This module describes how to configure Source Specific Multicast (SSM). The Source Specific Multicast feature is an extension of IP multicast where datagram traffic is forwarded to receivers from only those multicast sources to which the receivers have explicitly joined. For multicast groups configured for SSM, only source-specific multicast distribution trees (no shared trees) are created.

Finding Feature Information

Your software release may not support all the features documented in this module. For the latest caveats and feature information, see Bug Search Tool and the release notes for your platform and software release. To find information about the features documented in this module, and to see a list of the releases in which each feature is supported, see the feature information table.

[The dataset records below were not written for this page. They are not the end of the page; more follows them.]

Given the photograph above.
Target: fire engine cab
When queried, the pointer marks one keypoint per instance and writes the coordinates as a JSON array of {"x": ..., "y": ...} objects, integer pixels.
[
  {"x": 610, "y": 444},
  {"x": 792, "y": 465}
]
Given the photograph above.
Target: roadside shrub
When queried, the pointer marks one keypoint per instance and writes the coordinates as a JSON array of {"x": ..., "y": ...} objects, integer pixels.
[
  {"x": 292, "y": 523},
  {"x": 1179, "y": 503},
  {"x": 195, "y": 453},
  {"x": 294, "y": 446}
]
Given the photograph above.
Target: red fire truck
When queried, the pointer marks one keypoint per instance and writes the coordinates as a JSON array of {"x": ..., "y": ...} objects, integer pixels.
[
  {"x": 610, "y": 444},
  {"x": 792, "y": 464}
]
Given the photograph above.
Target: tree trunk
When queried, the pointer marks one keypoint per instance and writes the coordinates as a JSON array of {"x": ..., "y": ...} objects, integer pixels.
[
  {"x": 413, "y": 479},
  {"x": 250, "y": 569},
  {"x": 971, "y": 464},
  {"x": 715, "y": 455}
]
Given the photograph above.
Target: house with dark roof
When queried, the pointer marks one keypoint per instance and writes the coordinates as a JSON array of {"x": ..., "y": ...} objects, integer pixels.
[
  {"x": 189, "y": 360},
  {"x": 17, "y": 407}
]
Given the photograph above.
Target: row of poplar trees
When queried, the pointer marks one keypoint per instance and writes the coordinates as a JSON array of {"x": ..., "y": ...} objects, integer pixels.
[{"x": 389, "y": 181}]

Use Cisco Feature Navigator to find information about platform support and Cisco software image support. To access Cisco Feature Navigator, go to www.cisco.com/go/cfn. An account on Cisco.com is not required.

Restrictions for Source Specific Multicast

Legacy Applications Within the SSM Range Restrictions

Existing applications in a network predating SSM will not work within the SSM range unless they are modified to support (S, G) channel subscriptions or are enabled through URL Rendezvous Directory (URD). Therefore, enabling SSM in a network may cause problems for existing applications if they use addresses within the designated SSM range.

IGMP v3lite and URD Require a Cisco Last Hop Router

SSM and IGMPv3 are solutions that are being standardized in the IETF. However, IGMP v3lite and URD are Cisco-developed solutions. For IGMP v3lite and URD to operate properly for a host, the last hop router toward that host must be a Cisco router with IGMP v3lite or URD enabled.


Note

This limitation does not apply to an application using the Host Side IGMP Library (HSIL) if the host has kernel support for IGMPv3, because then the HSIL will use the kernel IGMPv3 instead of IGMP v3lite.

Address Management Restrictions

Address management is still necessary to some degree when SSM is used with Layer 2 switching mechanisms. Cisco Group Management Protocol (CGMP), IGMP snooping, or Router-Port Group Management Protocol (RGMP) currently support only group-specific filtering, not (S, G) channel-specific filtering. If different receivers in a switched network request different (S, G) channels sharing the same group, then they will not benefit from these existing mechanisms. Instead, both receivers will receive all (S, G) channel traffic (and filter out the unwanted traffic on input). Because of the ability of SSM to reuse the group addresses in the SSM range for many independent applications, this situation can lead to less than expected traffic filtering in a switched network. For this reason it is important to follow the recommendations set forth in the IETF drafts for SSM to use random IP addresses out of the SSM range for an application to minimize the chance for reuse of a single address within the SSM range between different applications. For example, an application service providing a set of television channels should, even with SSM, use a different group for each television (S, G) channel. This setup will guarantee that multiple receivers to different channels within the same application service will never experience traffic aliasing in networks that include Layer 2 switches.

IGMP Snooping and CGMP Limitations

IGMPv3 uses new membership report messages that may not be recognized correctly by older IGMP Snooping switches, in which case hosts will not properly receive traffic. This situation is not an issue if URD or IGMP v3lite is used with hosts where the operating system is not upgraded for IGMPv3, because IGMP v3lite and URD rely only on IGMPv1 or IGMPv2 membership reports.

URD Intercept URL Limitations

A URD intercept URL string must be fewer than 256 bytes in length, starting from the / path argument. In the HTTP/TCP connection, this string must also be contained within a single TCP/IP packet. For example, for a 256-byte string, a link maximum transmission unit (MTU) of 128 bytes between the host and intercepting router would cause incorrect operation of URD.

State Maintenance Limitations

In PIM-SSM, the last hop router will continue to periodically send (S, G) join messages if appropriate (S, G) subscriptions are on the interfaces. Therefore, as long as receivers send (S, G) subscriptions, the shortest path tree (SPT) state from the receivers to the source will be maintained, even if the source is not sending traffic for longer periods of time (or even never).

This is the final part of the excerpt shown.